Dr Perlin's technology has emerged in the last two decades as an alternative to the long-established human review technique to extract individual profiles from mixed DNA. His True Allele casework system has been available in the commercial market for last two or three years.
On his third day in the witness box, the expert was subjected to an intensive cross-examination by Mr O'Connor.
Producing literature and speeches previously written by Dr Perlin - one in which he described traditional methods as "dumbing down" DNA analysis - the lawyer claimed the academic exaggerated the worth of his own system at the expense of others.
He claimed he also had not made clear to readers that not all validation tests on his work had been finished and that in the one case he was previously involved with in England his evidence had not been admitted by the judge.
"You are prepared to exaggerate and tell partial truths in your mission to get your product accepted," said Mr O'Connor.
But Dr Perlin denied the claim.
"I would say that in a scientific arena or legal arena where exactitude is required, I don't believe that's the case," he said.

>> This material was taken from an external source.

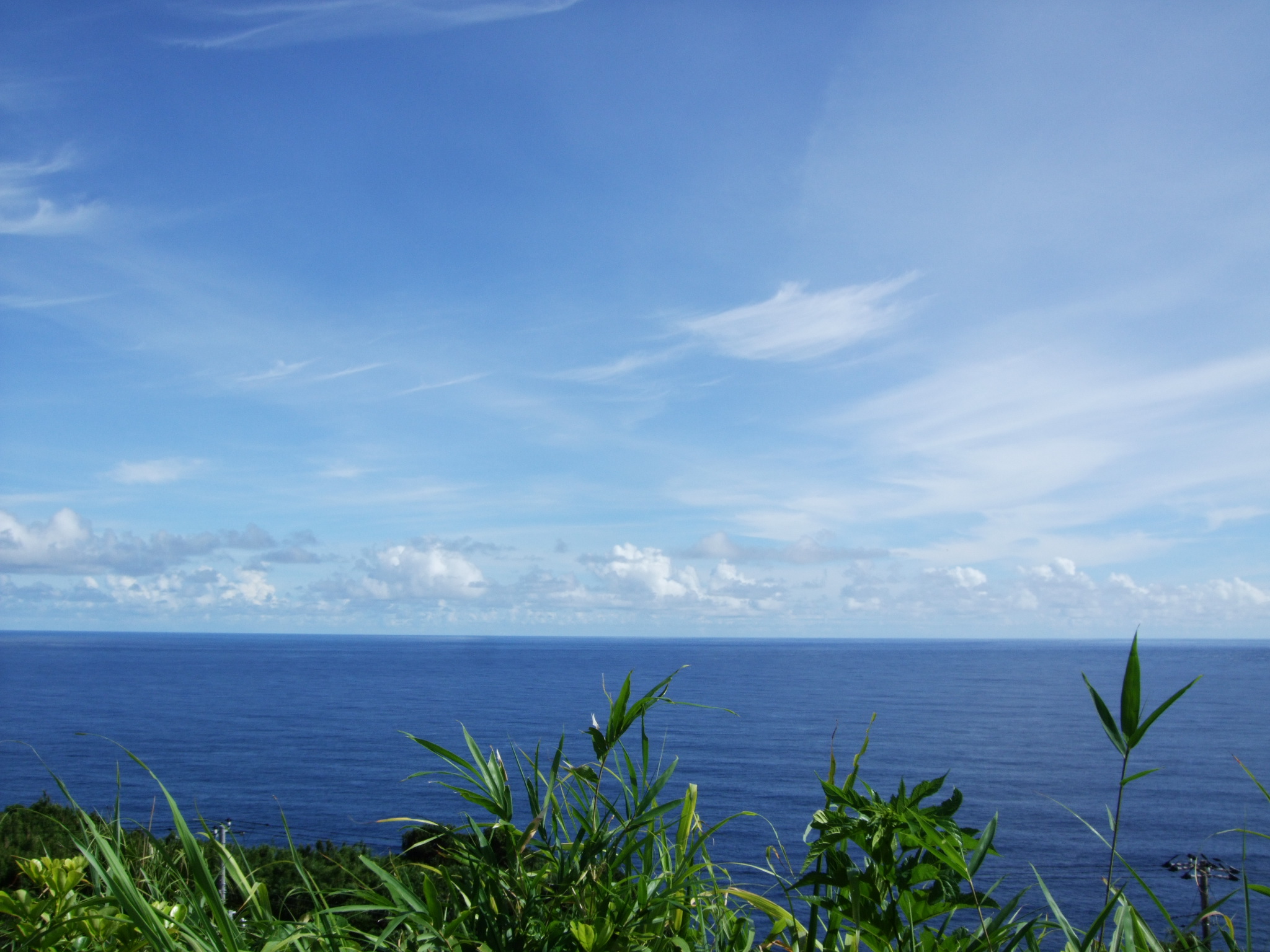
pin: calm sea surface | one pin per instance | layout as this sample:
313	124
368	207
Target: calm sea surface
248	726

The expert said he may have added drama to some of his other writings, but only in order to make it more understandable for a lay audience.

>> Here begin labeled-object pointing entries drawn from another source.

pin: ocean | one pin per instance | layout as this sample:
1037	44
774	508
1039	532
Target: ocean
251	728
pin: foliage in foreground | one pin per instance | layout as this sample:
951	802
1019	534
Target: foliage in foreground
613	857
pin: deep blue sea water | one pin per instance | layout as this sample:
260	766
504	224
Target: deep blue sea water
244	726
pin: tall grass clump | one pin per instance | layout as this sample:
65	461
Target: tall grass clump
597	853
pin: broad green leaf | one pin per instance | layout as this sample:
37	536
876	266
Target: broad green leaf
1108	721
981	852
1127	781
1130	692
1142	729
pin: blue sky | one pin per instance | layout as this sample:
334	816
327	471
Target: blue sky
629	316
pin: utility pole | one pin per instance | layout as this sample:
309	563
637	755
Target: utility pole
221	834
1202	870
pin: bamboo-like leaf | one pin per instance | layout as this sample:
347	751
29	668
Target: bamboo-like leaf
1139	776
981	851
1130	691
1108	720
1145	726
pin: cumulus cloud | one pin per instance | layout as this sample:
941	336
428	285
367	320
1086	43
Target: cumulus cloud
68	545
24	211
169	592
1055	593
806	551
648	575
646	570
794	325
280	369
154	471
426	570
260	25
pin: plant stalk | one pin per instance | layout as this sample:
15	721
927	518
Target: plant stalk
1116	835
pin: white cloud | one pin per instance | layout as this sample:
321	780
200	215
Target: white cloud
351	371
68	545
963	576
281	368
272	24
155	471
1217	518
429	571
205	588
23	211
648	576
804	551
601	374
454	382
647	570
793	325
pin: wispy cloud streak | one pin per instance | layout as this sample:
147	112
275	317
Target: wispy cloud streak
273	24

With Duffy and Shivers watching on from the dock, Mr O'Connor conceded that True Allele may well become an important DNA method in the future.
But he told Dr Perlin: "You are still very much in development and you have not established your system so that it's accepted broadly within the scientific community."

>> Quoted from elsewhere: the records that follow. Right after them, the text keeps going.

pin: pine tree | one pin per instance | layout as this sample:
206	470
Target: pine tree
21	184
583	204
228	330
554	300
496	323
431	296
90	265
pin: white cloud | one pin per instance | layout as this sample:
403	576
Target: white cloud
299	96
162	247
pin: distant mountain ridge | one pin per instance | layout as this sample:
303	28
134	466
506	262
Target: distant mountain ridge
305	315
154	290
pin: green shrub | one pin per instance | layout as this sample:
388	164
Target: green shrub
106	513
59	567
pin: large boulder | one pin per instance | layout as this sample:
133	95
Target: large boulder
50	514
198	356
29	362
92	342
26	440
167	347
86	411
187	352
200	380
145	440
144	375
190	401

Dr Perlin insisted that among scientists who develop new forensic technology his method was accepted and had been proved to work through validation.
However, the lawyer continued: "You lack objectivity and are not prepared to consider any reasonable concerns about limits to your system."
The expert said that was not the case, and noted that he and his team had resisted the temptation to release True Allele to the market for years while they developed it through 25 different versions.
"We need to maintain an objectivity in order to develop and release technology that meets our standards," he said.
Earlier, Mr O'Connor focused in close detail on the tests the expert conducted on the sample from the mobile phone.
Dr Perlin ran more than 100 tests on nine separate genetic samples - three originals and two subsequent enhancements of each of those. He said his final "likelihood ratio" of 6.01 billion was a representative figure of those outcomes.
Mr O'Connor noted that on some samples the computer had come up with a much higher ratio and on others a much lower.
He put it to the witness that there was a significance difference in the range of figures produced.
The expert said, statistically speaking, the difference was not marked.
"What was reported on was the centre of the distribution of likelihood ratios that were observed," he said. Mr O'Connor claimed Dr Perlin had only reported on a tiny fraction of all the tests he had run.
The expert said that was the accepted practice in such scientific analysis and rejected the claim he had failed in his "duty of candour" by not presenting all the findings up front.
"The common practice is to report on a statistic that is representative instead of overwhelming with a lot of detail which is not asked for - that is the common practice we have come to know," he explained.
The lawyer also asked Dr Perlin why he had not asked the computer to run tests that factored in four potential contributors to the DNA sample when another expert - Dr Emma Watson - had claimed there were possibly four.
Dr Perlin explained that Dr Watson was looking at all the samples collectively while he was referring to the nine individually, none of which showed four contributors.
Dr Perlin is set to conclude his evidence on Tuesday via video link from Pittsburgh in the USA.
The trial adjourned to sit again on Monday.